Heather Rawling, Leicester Socialist Party
It is shocking that a doctor, breast surgeon Ian Paterson, subjected more than 1,000 patients, mainly women, to unnecessary and damaging operations over 14 years.
We need full funding and public ownership of the entire health sector. But we must also fight for democratic workers’ control and management to replace unaccountable leaders and the culture of secrecy.
Most of Paterson’s victims were women who had found a lump in their breast or who had already been diagnosed with breast cancer. He cruelly exaggerated the risks to persuade them to have surgery, sometimes several operations.
It’s hard to imagine the worry and stress they and their families experienced, as well as being subjected to needless operations and damage to their bodies.
An independent inquiry showed that his victims were lied to, deceived and exploited. The bishop who chaired the inquiry reported: “The scale of what happened; the length of time this malpractice went on; the terrible legacy for so many families: it is difficult to exaggerate the damage done, including to trust in medical organisations and clinicians.”
Paterson was convicted in 2017, and is serving a 20-year jail sentence for wounding with intent. But that cannot be the end of the matter.
It is worrying that Paterson was able to continue abusing the trust and damaging the bodies of mainly women for so long between 1997 and 2011. It raises the questions, why wasn’t he found out, why wasn’t he stopped? What safeguards are in place to protect patients from rogue doctors and other medical practitioners?
Paterson treated patients both through private practice and the NHS. The victims “were let down time and again,” by Paterson, by both private and public hospitals, and by healthcare regulators who did not take complaints seriously. How can such scandals be prevented in the future?

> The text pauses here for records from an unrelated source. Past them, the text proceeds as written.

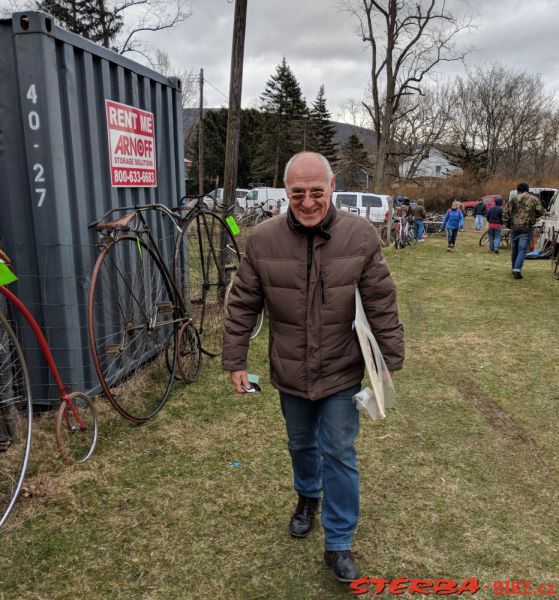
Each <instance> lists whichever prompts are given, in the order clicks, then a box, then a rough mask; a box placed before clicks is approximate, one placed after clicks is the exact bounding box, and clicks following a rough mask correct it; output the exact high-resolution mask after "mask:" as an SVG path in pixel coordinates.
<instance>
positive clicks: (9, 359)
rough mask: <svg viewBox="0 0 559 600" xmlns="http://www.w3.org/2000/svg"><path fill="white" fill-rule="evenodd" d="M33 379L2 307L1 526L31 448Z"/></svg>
mask: <svg viewBox="0 0 559 600" xmlns="http://www.w3.org/2000/svg"><path fill="white" fill-rule="evenodd" d="M31 427H32V404H31V381H30V380H29V373H28V371H27V365H26V363H25V358H24V356H23V351H22V349H21V346H20V344H19V342H18V340H17V338H16V335H15V333H14V331H13V329H12V327H11V326H10V324H9V323H8V320H7V319H6V318H5V317H4V315H3V314H2V312H1V310H0V527H2V525H3V524H4V522H5V521H6V519H7V518H8V515H9V514H10V511H11V510H12V508H13V507H14V504H15V502H16V499H17V497H18V494H19V491H20V489H21V486H22V484H23V478H24V476H25V470H26V468H27V462H28V460H29V452H30V450H31Z"/></svg>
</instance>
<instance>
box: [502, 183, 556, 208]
mask: <svg viewBox="0 0 559 600" xmlns="http://www.w3.org/2000/svg"><path fill="white" fill-rule="evenodd" d="M529 192H530V194H532V195H533V196H536V198H538V199H539V201H540V202H541V203H542V206H543V207H544V209H545V210H546V211H548V210H549V209H550V208H551V200H552V198H553V196H554V194H555V193H556V192H557V189H556V188H530V189H529ZM516 194H517V192H516V190H511V191H510V192H509V198H508V199H509V200H510V199H511V198H512V197H514V196H516Z"/></svg>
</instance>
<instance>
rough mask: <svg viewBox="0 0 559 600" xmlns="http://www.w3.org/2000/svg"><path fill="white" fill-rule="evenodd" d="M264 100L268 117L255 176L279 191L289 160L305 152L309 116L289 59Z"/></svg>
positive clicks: (263, 129) (274, 76) (300, 90)
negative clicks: (272, 186)
mask: <svg viewBox="0 0 559 600" xmlns="http://www.w3.org/2000/svg"><path fill="white" fill-rule="evenodd" d="M260 98H261V101H262V104H261V109H262V111H263V113H264V119H263V128H262V141H261V143H260V145H259V148H258V153H257V157H256V158H255V160H254V162H253V175H254V176H255V177H256V178H257V179H259V180H260V181H265V182H267V183H269V184H271V185H272V186H273V187H277V185H278V184H280V183H281V179H282V176H283V169H284V168H285V164H286V163H287V161H288V160H289V158H290V157H291V156H292V155H293V154H295V153H296V152H300V151H301V150H303V147H304V136H305V127H306V118H307V115H308V109H307V103H306V101H305V99H304V98H303V95H302V92H301V86H300V85H299V82H298V81H297V79H296V77H295V75H294V74H293V72H292V71H291V69H290V67H289V66H288V65H287V63H286V60H285V58H284V59H283V60H282V62H281V64H280V65H278V66H277V67H276V73H275V75H272V77H271V78H270V79H269V80H268V82H267V83H266V88H265V90H264V92H263V93H262V95H261V97H260Z"/></svg>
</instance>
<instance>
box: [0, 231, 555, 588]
mask: <svg viewBox="0 0 559 600" xmlns="http://www.w3.org/2000/svg"><path fill="white" fill-rule="evenodd" d="M468 221H470V220H468ZM478 239H479V234H476V233H474V232H468V231H466V232H465V233H462V234H460V236H459V239H458V242H457V248H456V251H455V252H454V253H449V252H447V251H446V244H445V241H444V239H443V238H440V237H438V236H432V237H431V238H430V239H429V240H427V241H426V242H425V243H423V244H419V245H418V246H417V247H416V248H406V249H404V250H400V251H395V250H393V249H389V250H387V251H386V256H387V259H388V262H389V264H390V268H391V270H392V272H393V275H394V279H395V281H396V284H397V287H398V294H399V295H398V301H399V306H400V311H401V318H402V320H403V322H404V325H405V334H406V362H405V368H404V370H403V371H401V372H399V373H398V374H397V375H396V376H395V386H396V391H397V407H396V408H395V409H394V410H393V411H391V412H390V413H389V415H388V418H387V419H386V420H385V421H383V422H373V421H371V420H369V419H368V418H363V419H362V426H361V434H360V437H359V441H358V450H359V462H360V467H361V476H362V479H361V498H362V514H361V519H360V524H359V529H358V531H357V532H356V535H355V543H354V550H355V555H356V558H357V560H358V562H359V565H360V567H361V570H362V573H363V575H366V576H369V577H375V576H378V577H385V578H393V577H398V576H406V577H410V578H423V579H428V578H449V579H455V580H458V581H461V580H464V579H467V578H470V577H478V578H479V579H480V581H481V583H482V585H484V584H491V583H492V582H493V581H494V580H497V579H500V580H505V579H516V580H520V579H522V580H524V579H531V580H532V581H535V582H536V583H547V582H550V581H557V580H558V579H559V577H558V576H559V551H558V548H559V495H558V490H559V464H558V457H557V431H558V427H559V408H558V406H559V367H558V351H557V349H558V348H559V283H558V282H556V281H554V280H553V279H552V277H551V273H550V266H549V262H548V261H527V262H526V264H525V269H524V275H525V278H524V279H523V280H522V281H515V280H513V279H512V277H511V275H510V265H509V262H510V251H507V250H504V251H502V252H501V254H500V255H499V256H496V255H492V254H491V255H490V254H489V253H488V252H487V250H486V249H481V248H479V246H478V245H477V241H478ZM266 349H267V339H266V331H265V330H264V332H263V333H262V334H261V335H260V336H259V337H258V338H257V339H256V340H255V341H254V343H253V346H252V349H251V367H250V370H251V371H252V372H255V373H258V374H259V375H260V376H261V384H262V388H263V391H262V393H261V394H258V395H250V396H243V397H240V396H236V395H234V394H233V393H232V392H231V388H230V385H229V382H228V375H227V374H225V373H223V372H221V370H220V365H219V362H218V360H219V359H214V360H213V361H210V360H207V359H205V362H204V369H203V373H202V377H201V379H200V381H199V382H197V383H196V384H194V385H191V386H189V387H187V388H184V387H181V386H177V387H176V388H175V390H174V393H173V396H172V397H171V399H170V400H169V402H168V404H167V405H166V407H165V408H164V409H163V411H162V412H161V413H160V414H159V415H158V416H157V417H156V418H155V419H154V420H153V421H151V422H149V423H148V424H146V425H144V426H143V427H140V428H136V427H133V426H129V425H128V424H126V423H125V422H124V421H122V420H120V419H119V418H118V417H117V416H116V415H115V414H114V413H113V412H112V411H111V410H110V409H109V408H108V407H106V406H105V405H104V404H103V403H101V404H100V405H98V408H99V410H100V412H101V432H100V433H101V439H100V443H99V447H98V449H97V451H96V453H95V455H94V456H93V458H92V459H91V460H90V461H89V462H88V463H87V464H85V465H83V466H81V467H77V468H69V467H66V466H64V465H62V464H61V462H60V461H59V459H58V458H57V456H56V449H55V446H54V417H52V419H51V418H50V417H51V416H50V415H47V416H46V417H43V418H42V419H40V420H39V421H40V422H39V423H38V428H37V429H38V436H37V438H36V443H35V445H34V448H33V455H32V460H31V466H30V476H29V477H28V479H27V483H26V486H27V487H26V493H27V495H28V497H24V498H22V499H21V500H20V501H19V503H18V505H17V506H16V508H15V510H14V513H13V514H12V516H11V517H10V519H9V521H8V523H7V526H6V528H5V529H4V531H3V532H2V533H0V574H1V575H0V580H1V585H0V598H37V599H38V598H49V599H50V598H76V597H82V598H87V599H88V600H89V599H90V598H164V599H173V598H177V599H183V598H186V599H190V598H192V599H199V598H205V597H211V598H214V597H215V598H227V599H239V600H245V599H246V600H248V599H256V598H274V599H288V598H289V599H292V598H294V599H301V600H303V599H315V598H316V599H321V600H322V599H329V598H347V597H352V596H351V594H350V593H349V592H348V590H347V588H345V587H344V586H342V585H341V584H338V583H337V582H336V581H335V580H334V579H333V577H332V576H331V574H330V573H329V571H328V570H327V569H326V568H325V567H324V565H323V564H322V556H321V555H322V545H323V544H322V532H321V530H320V527H317V528H316V530H315V531H313V533H312V534H311V536H310V537H309V538H308V539H306V540H294V539H291V538H290V537H289V535H288V534H287V522H288V519H289V516H290V514H291V511H292V509H293V506H294V501H295V496H294V493H293V490H292V481H291V468H290V461H289V455H288V452H287V449H286V440H285V432H284V426H283V420H282V417H281V412H280V410H279V406H278V399H277V393H276V392H275V391H274V390H273V389H272V388H271V387H270V384H269V380H268V374H267V359H266ZM235 461H240V463H241V466H240V467H233V466H231V464H232V463H234V462H235ZM372 596H373V595H372V594H369V595H365V596H362V597H365V598H368V597H372ZM384 596H385V597H389V596H388V595H387V594H386V593H385V594H384ZM402 597H404V598H405V597H407V596H406V595H405V594H404V595H403V596H402ZM414 597H417V596H414ZM475 597H476V598H482V599H484V598H493V597H494V596H493V593H492V592H491V591H490V590H486V589H484V588H482V589H481V590H480V592H479V593H478V594H476V596H475Z"/></svg>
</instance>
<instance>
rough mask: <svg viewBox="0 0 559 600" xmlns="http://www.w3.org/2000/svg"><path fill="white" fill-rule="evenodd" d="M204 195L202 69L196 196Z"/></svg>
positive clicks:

The NHS, publicly funded and mostly publicly owned, must be defended by the labour movement against attempts to further cut, privatise and undermine it.
Private healthcare increases the possibility of operations being ‘sold’ to patients in pursuit of profits. In the US, healthy women are persuaded to have unnecessary and intrusive vaginal examinations that have no scientifically proved benefits.
And the NHS is hugely underfunded and at breaking point. Healthcare professionals are under enormous pressure, making it more likely for malpractice to be missed or improperly addressed.
Accountability
Much of Paterson’s most extreme crimes took place in the private sector, which is less accountable than the NHS. Bringing private care into fully integrated public ownership would make it harder for rogue practitioners to slip between the cracks.
But it’s also clear that even if the NHS was adequately funded, this alone would not guarantee that patients couldn’t be abused in the future.
There needs to be democratic accountability. This must include elected representatives of patients, healthcare practitioners and support workers, and the wider community controlling the health service, including budgets, hiring, and other policy.
A vigorous campaign is needed to defend the NHS, spearheaded by the unions. The Trade Union Congress should lead it, but the unions organised in the NHS, and campaigning community organisations, must also fight for its future.